Os fundos de investimento tiveram saídas líquidas de R$ 16,9 bilhões em janeiro. Segundo dados da Anbima (Associação Brasileira das Entidades dos Mercados Financeiro e de Capitais), o volume representa recuo de 194% na comparação com o mesmo período de 2020.

O resultado negativo foi influenciado pelas retiradas de R$ 40,5 bilhões, no final de janeiro, na classe de ações. Houve resgates concentrados em um único fundo no valor de R$ 42,1 bilhões, ou seja, o movimento não representa uma saída de recursos generalizada. Os multimercados também fecharam janeiro com resgates líquidos no total de R$ 4,5 bilhões, sendo R$ 3 bilhões sacados de um único fundo.

“A indústria de fundos tem demonstrado um desempenho positivo em 2021, com alguns impactos de movimentos pontuais de mercado. Quando olhamos as trajetórias dos fundos de ações e multimercados, percebemos que, atualmente, essas classes são as mais resilientes do setor”, afirma Pedro Rudge, diretor da ANBIMA.

Classe renda fixa

Por outro lado, a classe renda fixa, que sofreu com a perda de recursos em 2020, teve captação líquida positiva de R$ 29,2 bilhões. O montante é o segundo melhor resultado da indústria para o período, considerando a nossa série histórica, iniciada em 2002 – fica atrás apenas de 2017 com R$ 35 bilhões.

Contas

O número de contas de fundos alcançou 25,4 milhões em dezembro de 2020 – nosso último dado disponível. Os multimercados avançaram 3,4% na comparação com novembro, totalizando 4 milhões de contas. Na sequência estão os ETFs (Exchance Traded Funds), com avanço de 1,3% e um total de 330 mil. Lembrando que o total de contas não é igual ao número de CPFs, pois cada pessoa pode ter mais de uma conta.

Rentabilidades

O melhor desempenho em janeiro ficou com os fundos que investem acima de 40% no exterior, por conta da alta de 5,1% do dólar.
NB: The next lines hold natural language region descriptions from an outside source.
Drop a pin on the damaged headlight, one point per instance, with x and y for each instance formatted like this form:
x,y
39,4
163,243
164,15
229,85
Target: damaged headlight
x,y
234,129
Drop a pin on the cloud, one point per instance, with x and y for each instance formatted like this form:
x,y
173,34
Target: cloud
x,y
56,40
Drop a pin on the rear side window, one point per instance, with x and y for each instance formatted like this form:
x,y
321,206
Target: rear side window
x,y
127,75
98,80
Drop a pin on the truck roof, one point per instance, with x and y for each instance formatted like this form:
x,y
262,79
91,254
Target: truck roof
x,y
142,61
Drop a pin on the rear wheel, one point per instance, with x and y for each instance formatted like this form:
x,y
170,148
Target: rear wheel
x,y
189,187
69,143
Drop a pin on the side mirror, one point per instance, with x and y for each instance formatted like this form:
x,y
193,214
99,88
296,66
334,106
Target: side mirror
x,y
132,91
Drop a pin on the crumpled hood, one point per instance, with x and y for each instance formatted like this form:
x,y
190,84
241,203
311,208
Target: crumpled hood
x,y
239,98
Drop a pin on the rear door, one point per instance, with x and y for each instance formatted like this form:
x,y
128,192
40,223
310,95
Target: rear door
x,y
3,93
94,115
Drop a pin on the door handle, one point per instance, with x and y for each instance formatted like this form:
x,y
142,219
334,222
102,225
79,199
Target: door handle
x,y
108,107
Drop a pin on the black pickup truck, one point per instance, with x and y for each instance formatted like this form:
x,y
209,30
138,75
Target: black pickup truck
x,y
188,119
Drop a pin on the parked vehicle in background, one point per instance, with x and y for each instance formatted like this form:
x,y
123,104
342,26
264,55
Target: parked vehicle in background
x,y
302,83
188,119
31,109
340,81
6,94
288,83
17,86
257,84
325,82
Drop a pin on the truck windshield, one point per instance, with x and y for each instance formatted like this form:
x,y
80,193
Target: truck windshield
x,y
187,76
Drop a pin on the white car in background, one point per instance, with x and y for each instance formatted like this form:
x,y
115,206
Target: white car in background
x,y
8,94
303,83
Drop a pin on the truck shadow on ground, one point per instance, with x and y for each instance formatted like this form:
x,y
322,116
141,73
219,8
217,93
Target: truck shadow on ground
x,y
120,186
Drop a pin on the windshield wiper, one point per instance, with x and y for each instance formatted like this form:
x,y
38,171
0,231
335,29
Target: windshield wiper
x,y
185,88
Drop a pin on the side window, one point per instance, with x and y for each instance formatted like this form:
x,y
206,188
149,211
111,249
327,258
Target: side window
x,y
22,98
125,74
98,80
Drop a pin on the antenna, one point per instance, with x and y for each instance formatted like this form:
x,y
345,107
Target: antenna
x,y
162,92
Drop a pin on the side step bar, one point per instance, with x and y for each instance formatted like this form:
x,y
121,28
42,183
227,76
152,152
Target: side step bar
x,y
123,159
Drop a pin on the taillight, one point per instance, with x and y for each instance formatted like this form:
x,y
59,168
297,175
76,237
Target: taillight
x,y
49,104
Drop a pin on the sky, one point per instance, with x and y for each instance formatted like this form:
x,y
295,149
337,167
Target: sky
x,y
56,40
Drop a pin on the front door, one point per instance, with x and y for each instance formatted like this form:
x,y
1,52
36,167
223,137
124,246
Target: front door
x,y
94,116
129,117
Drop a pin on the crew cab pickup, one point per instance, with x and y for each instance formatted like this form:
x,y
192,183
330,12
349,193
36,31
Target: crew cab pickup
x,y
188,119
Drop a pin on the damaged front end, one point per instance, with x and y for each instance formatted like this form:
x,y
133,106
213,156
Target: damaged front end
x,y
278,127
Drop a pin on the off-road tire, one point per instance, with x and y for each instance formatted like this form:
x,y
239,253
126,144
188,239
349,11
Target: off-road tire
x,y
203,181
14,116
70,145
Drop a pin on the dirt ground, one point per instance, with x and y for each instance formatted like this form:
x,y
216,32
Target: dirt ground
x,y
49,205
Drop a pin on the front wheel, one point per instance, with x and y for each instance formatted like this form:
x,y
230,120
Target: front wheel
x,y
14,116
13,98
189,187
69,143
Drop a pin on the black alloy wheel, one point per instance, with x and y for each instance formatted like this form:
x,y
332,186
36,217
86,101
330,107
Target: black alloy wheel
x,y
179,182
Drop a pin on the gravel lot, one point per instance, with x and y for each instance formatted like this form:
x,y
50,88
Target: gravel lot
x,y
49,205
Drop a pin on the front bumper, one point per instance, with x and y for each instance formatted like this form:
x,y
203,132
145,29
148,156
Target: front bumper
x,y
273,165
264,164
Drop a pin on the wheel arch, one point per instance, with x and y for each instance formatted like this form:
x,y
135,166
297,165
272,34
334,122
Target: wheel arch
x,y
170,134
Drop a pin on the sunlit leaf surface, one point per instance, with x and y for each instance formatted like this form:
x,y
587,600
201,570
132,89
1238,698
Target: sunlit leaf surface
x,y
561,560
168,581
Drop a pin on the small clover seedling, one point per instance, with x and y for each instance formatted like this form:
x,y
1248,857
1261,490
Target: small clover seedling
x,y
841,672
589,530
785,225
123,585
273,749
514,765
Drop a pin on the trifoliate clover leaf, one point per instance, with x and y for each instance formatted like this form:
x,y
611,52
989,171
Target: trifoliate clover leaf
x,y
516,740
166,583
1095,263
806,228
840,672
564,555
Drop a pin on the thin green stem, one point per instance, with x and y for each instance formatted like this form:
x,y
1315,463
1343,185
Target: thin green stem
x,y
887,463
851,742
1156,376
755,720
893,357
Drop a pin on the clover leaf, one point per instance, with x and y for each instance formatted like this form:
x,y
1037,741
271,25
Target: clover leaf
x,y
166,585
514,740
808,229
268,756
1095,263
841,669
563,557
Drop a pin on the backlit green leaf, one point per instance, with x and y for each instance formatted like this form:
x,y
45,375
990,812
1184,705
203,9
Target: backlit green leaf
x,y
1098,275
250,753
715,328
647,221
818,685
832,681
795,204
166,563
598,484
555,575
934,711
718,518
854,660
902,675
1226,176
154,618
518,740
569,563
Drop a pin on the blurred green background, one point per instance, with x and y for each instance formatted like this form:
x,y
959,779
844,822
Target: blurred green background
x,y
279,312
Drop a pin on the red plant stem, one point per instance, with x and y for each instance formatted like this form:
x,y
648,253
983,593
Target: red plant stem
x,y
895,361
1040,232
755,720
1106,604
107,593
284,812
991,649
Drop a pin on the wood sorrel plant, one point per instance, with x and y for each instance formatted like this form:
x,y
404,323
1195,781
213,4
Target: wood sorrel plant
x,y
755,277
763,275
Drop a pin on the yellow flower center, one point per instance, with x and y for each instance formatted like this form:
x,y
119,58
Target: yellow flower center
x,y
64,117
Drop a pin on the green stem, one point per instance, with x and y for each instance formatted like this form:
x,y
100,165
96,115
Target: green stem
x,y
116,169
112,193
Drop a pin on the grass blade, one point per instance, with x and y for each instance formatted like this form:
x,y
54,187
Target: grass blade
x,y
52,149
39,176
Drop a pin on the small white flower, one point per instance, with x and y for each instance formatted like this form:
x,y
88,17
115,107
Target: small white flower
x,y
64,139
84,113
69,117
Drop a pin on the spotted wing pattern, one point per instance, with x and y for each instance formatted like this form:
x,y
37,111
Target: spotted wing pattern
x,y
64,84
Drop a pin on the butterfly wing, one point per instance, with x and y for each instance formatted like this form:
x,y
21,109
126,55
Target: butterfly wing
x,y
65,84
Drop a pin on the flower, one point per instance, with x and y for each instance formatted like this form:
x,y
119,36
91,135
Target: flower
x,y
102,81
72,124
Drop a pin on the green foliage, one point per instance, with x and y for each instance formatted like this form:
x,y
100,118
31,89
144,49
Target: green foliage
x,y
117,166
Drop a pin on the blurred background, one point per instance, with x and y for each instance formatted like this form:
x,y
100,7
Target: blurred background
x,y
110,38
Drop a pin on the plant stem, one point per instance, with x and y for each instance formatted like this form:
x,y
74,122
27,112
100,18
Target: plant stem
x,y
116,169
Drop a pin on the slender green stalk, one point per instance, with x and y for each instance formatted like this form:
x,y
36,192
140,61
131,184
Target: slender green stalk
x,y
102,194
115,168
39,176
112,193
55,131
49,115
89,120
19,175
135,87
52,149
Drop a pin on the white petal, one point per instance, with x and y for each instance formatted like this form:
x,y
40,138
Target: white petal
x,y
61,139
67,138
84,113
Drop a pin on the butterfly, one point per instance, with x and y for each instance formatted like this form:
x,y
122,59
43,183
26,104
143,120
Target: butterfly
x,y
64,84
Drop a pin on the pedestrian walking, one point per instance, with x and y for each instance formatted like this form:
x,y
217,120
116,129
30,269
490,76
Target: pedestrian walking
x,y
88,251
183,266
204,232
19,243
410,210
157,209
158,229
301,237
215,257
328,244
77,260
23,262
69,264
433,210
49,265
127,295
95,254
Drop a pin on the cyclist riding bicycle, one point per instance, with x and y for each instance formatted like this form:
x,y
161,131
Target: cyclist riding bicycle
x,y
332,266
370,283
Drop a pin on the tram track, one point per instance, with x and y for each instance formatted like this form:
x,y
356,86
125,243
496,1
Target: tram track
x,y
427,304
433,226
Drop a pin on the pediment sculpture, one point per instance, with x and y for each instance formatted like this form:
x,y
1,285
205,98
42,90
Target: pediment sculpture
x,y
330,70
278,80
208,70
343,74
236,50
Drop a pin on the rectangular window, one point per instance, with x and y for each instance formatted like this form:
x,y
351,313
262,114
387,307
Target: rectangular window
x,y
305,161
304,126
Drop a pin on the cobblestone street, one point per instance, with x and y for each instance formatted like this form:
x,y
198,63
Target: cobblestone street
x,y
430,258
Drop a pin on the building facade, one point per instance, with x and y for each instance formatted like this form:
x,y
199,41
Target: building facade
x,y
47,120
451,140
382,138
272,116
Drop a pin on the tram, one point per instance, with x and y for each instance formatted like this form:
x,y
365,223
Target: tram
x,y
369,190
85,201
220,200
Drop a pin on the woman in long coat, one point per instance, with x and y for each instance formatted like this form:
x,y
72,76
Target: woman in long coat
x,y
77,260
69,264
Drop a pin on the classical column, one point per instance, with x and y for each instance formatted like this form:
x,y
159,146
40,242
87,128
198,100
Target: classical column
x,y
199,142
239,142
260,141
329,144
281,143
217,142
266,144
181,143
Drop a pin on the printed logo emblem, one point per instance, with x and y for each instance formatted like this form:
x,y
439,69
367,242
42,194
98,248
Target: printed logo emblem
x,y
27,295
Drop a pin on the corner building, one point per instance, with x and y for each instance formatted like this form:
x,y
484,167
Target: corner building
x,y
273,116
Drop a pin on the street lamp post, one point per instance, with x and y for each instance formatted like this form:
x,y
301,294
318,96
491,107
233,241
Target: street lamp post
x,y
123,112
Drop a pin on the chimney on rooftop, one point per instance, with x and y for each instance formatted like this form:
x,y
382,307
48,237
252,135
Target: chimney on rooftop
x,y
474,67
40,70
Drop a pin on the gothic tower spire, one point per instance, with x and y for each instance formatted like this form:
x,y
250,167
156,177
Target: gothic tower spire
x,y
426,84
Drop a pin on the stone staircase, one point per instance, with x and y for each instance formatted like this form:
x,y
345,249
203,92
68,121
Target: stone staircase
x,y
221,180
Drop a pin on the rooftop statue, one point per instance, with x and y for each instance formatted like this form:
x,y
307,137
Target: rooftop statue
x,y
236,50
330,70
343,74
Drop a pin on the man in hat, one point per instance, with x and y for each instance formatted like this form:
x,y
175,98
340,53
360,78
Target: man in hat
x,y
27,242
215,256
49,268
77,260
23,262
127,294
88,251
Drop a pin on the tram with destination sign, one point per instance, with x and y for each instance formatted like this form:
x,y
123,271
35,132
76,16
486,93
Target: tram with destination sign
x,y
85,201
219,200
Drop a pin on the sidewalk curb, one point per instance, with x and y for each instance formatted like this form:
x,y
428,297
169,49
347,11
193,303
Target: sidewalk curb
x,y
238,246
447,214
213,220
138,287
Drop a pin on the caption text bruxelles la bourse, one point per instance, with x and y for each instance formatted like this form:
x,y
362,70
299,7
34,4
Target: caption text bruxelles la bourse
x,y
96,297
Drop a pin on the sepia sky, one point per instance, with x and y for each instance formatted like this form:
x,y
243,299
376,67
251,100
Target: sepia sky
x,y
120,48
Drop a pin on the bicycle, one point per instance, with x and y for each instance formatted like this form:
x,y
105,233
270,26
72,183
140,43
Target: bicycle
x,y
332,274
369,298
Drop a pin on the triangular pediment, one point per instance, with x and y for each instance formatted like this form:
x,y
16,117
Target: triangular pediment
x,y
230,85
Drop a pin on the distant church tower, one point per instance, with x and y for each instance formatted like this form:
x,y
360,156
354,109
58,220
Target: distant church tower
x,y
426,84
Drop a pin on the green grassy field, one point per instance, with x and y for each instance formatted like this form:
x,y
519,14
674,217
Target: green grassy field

A valorização da moeda norte-americana levou o tipo renda fixa investimento no exterior a registrar retorno de 2,67%, enquanto os multimercados e fundos de ações com essa mesma estratégia tiveram rentabilidades de 1,57% e 0,34%, respectivamente.

Os demais tipos tiveram baixo retorno ou desvalorização. O renda fixa duração baixa grau de investimento (que aplica, no mínimo, 80% da carteira em títulos públicos com prazos menores), o mais representativo da classe, rendeu 0,14%.